• dünyadakı canlı varlıkları, ait oldukları türlerinden dolayı ayrımcılığa tabi tutmak eylemine denir. örneğin, insan'ın sığır, tavuk gibi türleri veya cinsleri türlerinden dolayı baskı kurması bir türcülük örneğidir. aslı "speciesism" olan bu kelime, 1970'de hayvan hakları teorisyeni richard ryder tarafından literatüre girmiştir.

    benim verdiğim sözlük anlamlarına da pek güvenmeyelim ve iki sözlüğün tanımlarına baklalım:

    "1: prejudice or discrimination based on species; especially: discrimination against animals
    2: the assumption of human superiority on which speciesism is based
    merriam-webster dictionary 1973"

    "human intolerance or discrimination on the basis of species, especially as manifested by cruelty to or exploitation of animals.
    the american heritage dictionary of the english language, fourth edition, houghton mifflin company, 2000"

    felsefi ve siyasal anlamına gelince, türcülük, hayvan hakları teorisyenlerine göre ırkçılık, cinsiyetçilik gibi bir ayrımcılık türüdür. diğer türlere karşı baskı kurmak, "türlerinden dolayı" işkenceyi serbest bırakmak etik açıdan suçtur. bunu ortadan kaldırmak için insanların "anti-türcü" bir yaklaşım geliştirilmesi, insan kültürlerinde insan-diğer türler arasındaki çelişkili ilişkinin sergilenmesi ve bu ayrımcılığa karşı çıkılması gerekir.

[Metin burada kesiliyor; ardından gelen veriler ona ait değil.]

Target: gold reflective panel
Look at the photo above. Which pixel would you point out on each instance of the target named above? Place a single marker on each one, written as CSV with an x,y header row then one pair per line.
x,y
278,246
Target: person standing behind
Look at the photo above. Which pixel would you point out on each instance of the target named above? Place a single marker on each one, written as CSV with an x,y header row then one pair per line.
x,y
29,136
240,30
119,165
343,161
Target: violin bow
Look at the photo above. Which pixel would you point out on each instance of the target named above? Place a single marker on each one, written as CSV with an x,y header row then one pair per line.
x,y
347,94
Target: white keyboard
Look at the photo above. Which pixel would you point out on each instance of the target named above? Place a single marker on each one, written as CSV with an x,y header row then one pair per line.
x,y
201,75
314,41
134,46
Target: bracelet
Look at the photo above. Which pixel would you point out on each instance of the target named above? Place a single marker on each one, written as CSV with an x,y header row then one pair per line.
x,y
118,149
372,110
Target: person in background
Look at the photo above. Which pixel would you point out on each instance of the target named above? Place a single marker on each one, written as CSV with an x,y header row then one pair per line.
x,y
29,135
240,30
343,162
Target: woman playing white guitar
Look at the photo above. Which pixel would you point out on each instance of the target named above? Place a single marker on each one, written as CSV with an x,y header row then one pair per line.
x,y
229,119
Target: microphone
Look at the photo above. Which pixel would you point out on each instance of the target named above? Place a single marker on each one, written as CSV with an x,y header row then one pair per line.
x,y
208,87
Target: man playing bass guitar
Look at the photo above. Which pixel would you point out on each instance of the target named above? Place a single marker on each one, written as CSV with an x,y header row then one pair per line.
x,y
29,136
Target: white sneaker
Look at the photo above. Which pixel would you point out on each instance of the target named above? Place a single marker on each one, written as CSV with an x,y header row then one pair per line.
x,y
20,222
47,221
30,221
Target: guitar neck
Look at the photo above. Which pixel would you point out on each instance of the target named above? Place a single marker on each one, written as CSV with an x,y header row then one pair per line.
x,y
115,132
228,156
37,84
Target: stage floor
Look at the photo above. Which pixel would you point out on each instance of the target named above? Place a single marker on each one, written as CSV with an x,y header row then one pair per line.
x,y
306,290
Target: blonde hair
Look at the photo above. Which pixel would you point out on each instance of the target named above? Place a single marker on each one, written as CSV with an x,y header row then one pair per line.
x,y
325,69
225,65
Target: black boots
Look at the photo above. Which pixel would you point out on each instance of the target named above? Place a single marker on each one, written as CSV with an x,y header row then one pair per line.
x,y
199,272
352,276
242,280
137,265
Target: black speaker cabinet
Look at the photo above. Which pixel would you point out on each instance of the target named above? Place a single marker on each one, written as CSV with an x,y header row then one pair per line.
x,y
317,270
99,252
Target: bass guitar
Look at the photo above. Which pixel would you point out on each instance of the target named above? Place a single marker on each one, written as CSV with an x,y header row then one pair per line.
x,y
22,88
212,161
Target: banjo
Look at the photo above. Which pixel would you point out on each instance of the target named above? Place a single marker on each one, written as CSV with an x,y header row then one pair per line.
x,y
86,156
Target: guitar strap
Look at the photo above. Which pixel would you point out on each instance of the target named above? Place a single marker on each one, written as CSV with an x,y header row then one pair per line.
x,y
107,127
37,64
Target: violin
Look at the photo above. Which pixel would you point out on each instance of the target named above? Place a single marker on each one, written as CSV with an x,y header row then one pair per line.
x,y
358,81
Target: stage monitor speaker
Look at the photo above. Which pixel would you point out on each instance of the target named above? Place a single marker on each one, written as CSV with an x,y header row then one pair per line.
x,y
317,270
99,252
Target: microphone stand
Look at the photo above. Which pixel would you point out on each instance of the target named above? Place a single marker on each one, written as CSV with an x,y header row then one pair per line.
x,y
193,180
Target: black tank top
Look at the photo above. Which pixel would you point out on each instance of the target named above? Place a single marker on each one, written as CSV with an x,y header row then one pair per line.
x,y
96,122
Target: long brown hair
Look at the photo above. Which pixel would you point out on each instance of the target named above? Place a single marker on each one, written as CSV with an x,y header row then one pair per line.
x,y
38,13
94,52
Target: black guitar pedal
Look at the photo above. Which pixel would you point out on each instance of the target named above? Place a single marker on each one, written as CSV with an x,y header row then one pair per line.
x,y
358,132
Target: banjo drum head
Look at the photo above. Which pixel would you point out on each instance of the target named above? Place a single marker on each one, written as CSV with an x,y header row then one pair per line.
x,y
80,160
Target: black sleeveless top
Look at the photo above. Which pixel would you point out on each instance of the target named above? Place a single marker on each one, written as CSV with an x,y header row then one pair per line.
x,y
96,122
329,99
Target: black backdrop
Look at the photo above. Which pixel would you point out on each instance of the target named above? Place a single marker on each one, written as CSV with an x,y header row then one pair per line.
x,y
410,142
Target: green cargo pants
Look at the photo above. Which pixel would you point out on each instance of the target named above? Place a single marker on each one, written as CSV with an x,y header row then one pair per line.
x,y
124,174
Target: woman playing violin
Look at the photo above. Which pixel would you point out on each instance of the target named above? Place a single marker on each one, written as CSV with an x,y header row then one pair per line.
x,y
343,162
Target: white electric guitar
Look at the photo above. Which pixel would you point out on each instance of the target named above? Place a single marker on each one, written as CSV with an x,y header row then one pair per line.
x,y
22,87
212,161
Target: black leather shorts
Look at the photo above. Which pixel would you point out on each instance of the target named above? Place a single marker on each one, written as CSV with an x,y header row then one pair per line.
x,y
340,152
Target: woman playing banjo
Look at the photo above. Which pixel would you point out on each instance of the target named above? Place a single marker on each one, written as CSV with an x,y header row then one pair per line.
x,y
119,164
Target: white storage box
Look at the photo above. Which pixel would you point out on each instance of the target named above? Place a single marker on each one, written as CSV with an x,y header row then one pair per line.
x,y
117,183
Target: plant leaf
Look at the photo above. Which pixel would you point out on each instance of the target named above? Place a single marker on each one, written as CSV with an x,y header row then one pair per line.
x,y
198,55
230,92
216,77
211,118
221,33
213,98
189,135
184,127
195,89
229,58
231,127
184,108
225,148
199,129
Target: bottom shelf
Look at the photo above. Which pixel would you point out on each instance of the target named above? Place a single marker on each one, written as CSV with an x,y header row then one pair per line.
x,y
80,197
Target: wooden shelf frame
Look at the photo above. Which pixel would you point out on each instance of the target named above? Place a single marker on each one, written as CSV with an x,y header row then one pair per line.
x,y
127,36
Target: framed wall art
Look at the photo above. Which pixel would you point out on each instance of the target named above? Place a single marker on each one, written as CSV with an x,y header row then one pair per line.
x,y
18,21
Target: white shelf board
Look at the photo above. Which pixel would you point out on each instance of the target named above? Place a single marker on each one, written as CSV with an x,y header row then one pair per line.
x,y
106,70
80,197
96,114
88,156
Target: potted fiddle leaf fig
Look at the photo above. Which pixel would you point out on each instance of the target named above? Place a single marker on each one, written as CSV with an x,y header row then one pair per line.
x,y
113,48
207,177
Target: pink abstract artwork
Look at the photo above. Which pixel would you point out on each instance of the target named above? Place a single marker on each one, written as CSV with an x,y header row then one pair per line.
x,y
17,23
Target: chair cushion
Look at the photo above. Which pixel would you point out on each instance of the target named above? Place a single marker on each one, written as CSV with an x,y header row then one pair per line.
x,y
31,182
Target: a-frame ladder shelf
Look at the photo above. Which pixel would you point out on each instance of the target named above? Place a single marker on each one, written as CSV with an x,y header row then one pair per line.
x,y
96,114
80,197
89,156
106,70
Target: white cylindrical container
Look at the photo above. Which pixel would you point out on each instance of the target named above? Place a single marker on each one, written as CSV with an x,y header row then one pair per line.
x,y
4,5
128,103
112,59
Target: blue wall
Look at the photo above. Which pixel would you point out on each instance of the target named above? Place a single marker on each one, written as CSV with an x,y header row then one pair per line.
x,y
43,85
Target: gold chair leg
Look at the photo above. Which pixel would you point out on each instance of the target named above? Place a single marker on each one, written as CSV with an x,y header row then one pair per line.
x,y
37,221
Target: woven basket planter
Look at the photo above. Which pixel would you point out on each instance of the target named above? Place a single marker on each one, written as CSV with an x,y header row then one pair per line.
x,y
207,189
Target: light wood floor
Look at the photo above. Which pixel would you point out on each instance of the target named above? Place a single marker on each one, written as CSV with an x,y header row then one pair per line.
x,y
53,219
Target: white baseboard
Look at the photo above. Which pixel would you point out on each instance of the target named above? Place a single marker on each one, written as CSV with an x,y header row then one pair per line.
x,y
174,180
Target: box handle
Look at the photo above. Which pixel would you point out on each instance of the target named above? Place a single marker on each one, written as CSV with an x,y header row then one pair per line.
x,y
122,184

    "ben et yiyorum, ne yani ben türcü müyüm, faşist miyim? açık konuş" diyenlere şunu söyleyelim: görüşler bu kadar basit değildir ve türler için "hak isteme" ve türlere karşı sorumluluk duyma meseleleri insan davranışlarını, geleneklerini, kültürlerini da gözetir . dolayısı ile bu kavram (türcülük) ve bu davranışla mücadele güdüsü birden bire ortaya çıkmamış tarihsel bir birikimle oluşmuştur. ister beğenilsin ister beğenilmesin, hayvan hakları, canlı hakları, türlere karşı sorumluluk gibi teoriler geniş bir literatüre ve tartışma hacmine sahiptir. yani kesip atılmaması, herhangi basit bir indirgemeciliğe veya genellemeciliğe düşülmemesi gerekir.

    bkz:
    - http://www.antispe.de/english.html
    - richard ryder, "all beings that feel pain deserve human rights", the guardian, 6 ağustos 2005
    http://www.guardian.co.uk/…/0,11917,1543799,00.html
    - hugh lafollette ve niall shanks, "the origin of speciesism", animal liberation front
    http://www.animalliberationfront.com/…vs_rights.htm
    - joan dunayer, "reply to a self-proclaimed speciesist" vegan voice, sayı 23, eylül-kasım 2005, sayfa 14-15
    http://www.animalliberationfront.com/…peciesist.htm
    - jon dunayer, speciesism, lantern books, 2004
    - norm phelps, "trying to walk before we can crawl", animal liberation front, 7 ocak 2005
    http://www.animalliberationfront.com/…ydunayer.html

    (bkz: anthropocentrism)
    (bkz: hayvan hakları)
    (bkz: anti-speciesism)
    (bkz: peter singer)
    (bkz: richard ryder)
  • dolaylı karşıtı için (bkz: ecocentrism), (bkz: doğamerkezcilik), (bkz: ekosantrizm), (bkz: ekosantrik yaklaşım)
  • insan ayrımcılığının en üst kümesi. ha belki bir gün uzaylılarla falan takılmaya başlarız, gelip gitmeler olur, o gün gelir de dünyalı olmayı bu öne çıkarırız, yoksa yine "kendimize nispeten benzeyen" dünya dışı varlıkları mı kayırırız bilmiyorum. ama şimdilik tahmin edebiliriz ki bir uzaylıya karşı bir dünyalıyı koruma ihtimalimiz daha yüksek, ama dediğim gibi buradaki anahtar kelime "şekli benzerlik" ki bu da türcülüğün özünü oluşturuyor.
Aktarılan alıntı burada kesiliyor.